DRUG AND MEDICATIONS
I understand that antibiotics, analgesics and other medication can cause allergic reactions such as redness, swelling tissue, pain, itching, vomiting, and/or anaphylactic shock.
EXTRACTIONS
Alternative to removal of teeth have been explained to me (root canal therapy, crown and bridge procedures, periodontal therapy, etc.). I understand removing teeth does not always remove the infection, if present, and may be necessary to have further treatment. I understand the risks involved in having teeth removed, some of which are pain, swelling, spread of infection, dry socket, loss of feeling in my teeth, lips, tongue and surrounding tissue (paresthesia) that can last for an indefinite period of time, or fractured jaw. I understand I may need further treatment by a specialist if complications arise during or following treatment, the cost of which is my responsibility.
CROWNS, BRIDGES, VENEERS
I understand that sometimes it is not possible to match the color of natural teeth exactly with artificial teeth. I further understand that I may be wearing temporary crowns, which come off easily and that I must be careful to ensure that they are kept on until the permanent crown is delivered. I realized the final opportunity to make changes (shape of, fit, size, and color) will be before cementation. It is also my responsibility to return for permanent cementation within 20 days from the tooth preparation. Excessive delays may allow for tooth movement. This may necessitate a remake of the crown or bridge. I understand there will be additional charges for remakes due to my delaying permanent cementation.
ENDODONTIC THERAPY
I realize that there is no guarantee that root canal treatment will save my tooth,and that complications can occur from the treatment, and that occasionally root canal filling material may extent through the tooth which does not necessarily affect the success of the treatment. I understand that endodontic files and reamers are very fine instruments and defects in their manufacture can cause them to separate during use. I understand that occasionally additional surgical  procedures may be necessary following root canal treatment (apicoectomy). I understand that the tooth may be lost in spite of all effort to restore it.
PERIODONTAL DISEASE
I understand that I have been diagnosed with a serious condition, causing gum and bone inflammation and/or loss and that the result could lead to the loss of teeth. Alternative treatments have been explained to me, including gum surgery, tooth extraction/or replacement.
FILLINGS
I understand that care must be exercised in chewing on filling teeth, especially during the first 24 hours to avoid breakage. I understand that a move extensive restorative procedure than originally diagnosed may be required due to additional or extensive decays. I understand that significant sensitivity is common after effect of newly placed fillings.
PARTIALS AND DENTURES
I understand the wearing of partials/dentures is difficult, Sore spots, altered speech, and difficulty in eating are common problems.

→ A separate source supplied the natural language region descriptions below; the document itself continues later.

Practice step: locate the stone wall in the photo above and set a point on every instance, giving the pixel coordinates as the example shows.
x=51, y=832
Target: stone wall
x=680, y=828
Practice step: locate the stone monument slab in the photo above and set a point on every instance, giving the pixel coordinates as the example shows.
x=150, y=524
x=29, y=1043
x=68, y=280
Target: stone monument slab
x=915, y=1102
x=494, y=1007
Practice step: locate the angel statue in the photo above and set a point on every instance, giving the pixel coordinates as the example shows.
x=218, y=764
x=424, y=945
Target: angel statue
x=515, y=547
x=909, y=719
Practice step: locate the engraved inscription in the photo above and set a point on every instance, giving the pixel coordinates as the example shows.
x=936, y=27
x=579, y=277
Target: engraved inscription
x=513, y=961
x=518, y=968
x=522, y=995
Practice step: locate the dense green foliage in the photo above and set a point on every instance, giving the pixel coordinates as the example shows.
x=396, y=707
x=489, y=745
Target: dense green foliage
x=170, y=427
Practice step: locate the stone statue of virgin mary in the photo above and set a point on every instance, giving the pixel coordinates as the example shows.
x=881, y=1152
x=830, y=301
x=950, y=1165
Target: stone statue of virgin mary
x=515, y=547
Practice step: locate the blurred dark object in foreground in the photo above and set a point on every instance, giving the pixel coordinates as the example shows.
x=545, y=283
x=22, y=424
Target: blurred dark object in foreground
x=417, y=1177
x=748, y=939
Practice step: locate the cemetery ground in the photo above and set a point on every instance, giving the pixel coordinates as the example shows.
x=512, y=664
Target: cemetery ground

Immediate dentures fee. I understand that it is my responsibility to return for delivery of my partial.denture. I understand that failure to keep my delivery appointment may result in poorly fitted dentures. If a remake is required due to my delays of more than 30 days, additional charges could be incurred. 


I Understand that dentistry is not an exact science and that, therefore, reputable practitioners cannot property guarantee results. I acknowledge that no guarantee or assurance has  been made by anyone regarding the dental treatment, which I have requested and authorized.